Group Anagrams


Problem Statement

Given an array of strings strs, group the anagrams together. You can return the answer in any order.

An Anagram is a word or phrase formed by rearranging the letters of a different word or phrase, typically using all the original letters exactly once

For example,

Input: strs = ["eat","tea","tan","ate","nat","bat"]

An acceptable output could be like:

[
["bat"],
["nat","tan"],
["ate","eat","tea"]
]

Note: All anagrams would have the same frequency count. Thus, their sorted letters would also be the same

Hashing + Sorting

We’ll use Hashmap with keys as the sorted letters of word. All anagrams present in input array that match it will be grouped together as value of that key

If input contains ’\(n\)’ strings of average length ’\(m\)’ and let ’\(k\)’ be the number of groups, which is \(n\) at worst

Time taken:

Total time \( = O(n) + O(n \cdot m \cdot logm) + O(1) + O(n) = O(n \cdot m \cdot logm) \)

MetricComplexity
Time\( O(n \cdot m \cdot logm) \)
Space\( O(n) \) … Frequency map
vector<vector<string>> groupAnagrams (vector<string> &strs) {
// { sorted_anagram : entries_which_match_that }
unordered_map<string, vector<string>> ump;
for (string &word : strs) {
// Sort characters of current word to get sortedAnagram
string sortedAnagram = word;
sort(sortedAnagram.begin(), sortedAnagram.end());
// Add word to sortedAnagram key's entries
ump[sortedAnagram].push_back(word);
}
// Construct answer as array of all values of map
vector<vector<string>> ans;
for (auto &[anagram, words] : ump) {
ans.push_back(words);
}
return ans;
}

Optimization: Instead of sorting letters to form key, use hashing function

Regardless of the order in which characters are processed within the loop, the final hash value H will be the same for all anagrams. This is because the order of multiplication doesn’t affect the final result when dealing with modulo operations.

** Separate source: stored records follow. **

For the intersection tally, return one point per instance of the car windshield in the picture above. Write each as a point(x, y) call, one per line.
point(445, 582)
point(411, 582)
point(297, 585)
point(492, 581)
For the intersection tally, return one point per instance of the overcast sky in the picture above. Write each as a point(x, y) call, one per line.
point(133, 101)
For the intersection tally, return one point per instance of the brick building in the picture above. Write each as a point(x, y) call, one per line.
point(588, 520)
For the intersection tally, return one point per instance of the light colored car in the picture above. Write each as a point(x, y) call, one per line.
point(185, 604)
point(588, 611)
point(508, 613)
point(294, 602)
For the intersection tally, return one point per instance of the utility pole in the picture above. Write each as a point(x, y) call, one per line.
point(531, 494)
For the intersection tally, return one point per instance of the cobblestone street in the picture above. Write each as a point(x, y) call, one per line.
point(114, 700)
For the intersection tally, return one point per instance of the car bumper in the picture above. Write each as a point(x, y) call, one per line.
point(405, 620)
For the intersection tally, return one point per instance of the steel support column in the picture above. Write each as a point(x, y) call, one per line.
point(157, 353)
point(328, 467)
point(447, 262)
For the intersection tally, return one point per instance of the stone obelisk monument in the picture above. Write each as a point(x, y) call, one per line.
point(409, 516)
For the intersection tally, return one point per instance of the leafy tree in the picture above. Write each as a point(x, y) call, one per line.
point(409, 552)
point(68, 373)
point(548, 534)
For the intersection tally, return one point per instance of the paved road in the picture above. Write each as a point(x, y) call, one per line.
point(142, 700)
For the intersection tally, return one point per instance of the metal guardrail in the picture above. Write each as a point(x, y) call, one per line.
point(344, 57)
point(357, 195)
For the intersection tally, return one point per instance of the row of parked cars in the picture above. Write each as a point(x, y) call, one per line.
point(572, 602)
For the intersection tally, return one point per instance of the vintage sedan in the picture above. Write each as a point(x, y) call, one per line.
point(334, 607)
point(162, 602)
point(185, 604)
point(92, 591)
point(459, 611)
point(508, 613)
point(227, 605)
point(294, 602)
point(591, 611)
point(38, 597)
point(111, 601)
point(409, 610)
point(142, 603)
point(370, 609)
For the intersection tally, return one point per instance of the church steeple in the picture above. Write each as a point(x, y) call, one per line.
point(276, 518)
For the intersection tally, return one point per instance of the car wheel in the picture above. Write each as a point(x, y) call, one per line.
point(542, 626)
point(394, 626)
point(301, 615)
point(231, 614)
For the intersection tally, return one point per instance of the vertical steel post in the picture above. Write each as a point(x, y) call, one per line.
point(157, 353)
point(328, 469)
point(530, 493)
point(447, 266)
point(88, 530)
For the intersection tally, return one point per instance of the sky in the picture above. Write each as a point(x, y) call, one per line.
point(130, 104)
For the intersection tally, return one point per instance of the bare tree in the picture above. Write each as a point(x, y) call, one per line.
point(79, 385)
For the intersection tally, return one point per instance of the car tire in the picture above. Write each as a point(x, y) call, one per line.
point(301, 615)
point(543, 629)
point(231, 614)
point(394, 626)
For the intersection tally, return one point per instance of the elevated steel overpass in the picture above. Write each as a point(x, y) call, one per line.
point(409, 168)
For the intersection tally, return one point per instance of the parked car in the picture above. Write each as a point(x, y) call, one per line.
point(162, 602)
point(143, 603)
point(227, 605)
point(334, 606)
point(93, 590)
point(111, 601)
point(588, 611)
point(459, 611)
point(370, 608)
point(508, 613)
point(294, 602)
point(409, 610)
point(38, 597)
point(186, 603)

Hash functions are provided by deafult in Java, but in C++, we need to provide our own hash function where the data-type of key is not a primitive data-type

The step of sorting letters of word in first method has been replaced with calculating the hash value of the word. In our getHash() function below, we are iterating over the letters of word i.e. \( O(m) \) time to calculate hash of a word, and thereby \( O(n \cdot m) \) time to calculate hash of all words

MetricComplexity
Time\( O(n \cdot m ) \)
Space\( O(n) \) … Hashmap
const int BASE = 997;
const long long MOD = 101103107109113LL;
// Rolling-hash function with predefined base and modulo
long long getHash (string &s) {
long long H = 1;
for (char c : s) {
H *= (BASE + c);
if (H >= MOD) H %= MOD;
}
return H;
}
vector<vector<string>> groupAnagrams (vector<string> &strs) {
unordered_map<long long, vector<string>> ump;
for (string &word : strs) {
// Calculate hash value of word
long long hash = getHash(word);
// Use that hash value as key to index anagrams of that word
ump[hash].push_back(word);
}
vector<vector<string>> ans;
for (auto &[hash, words] : ump) {
ans.push_back(words);
}
return ans;
}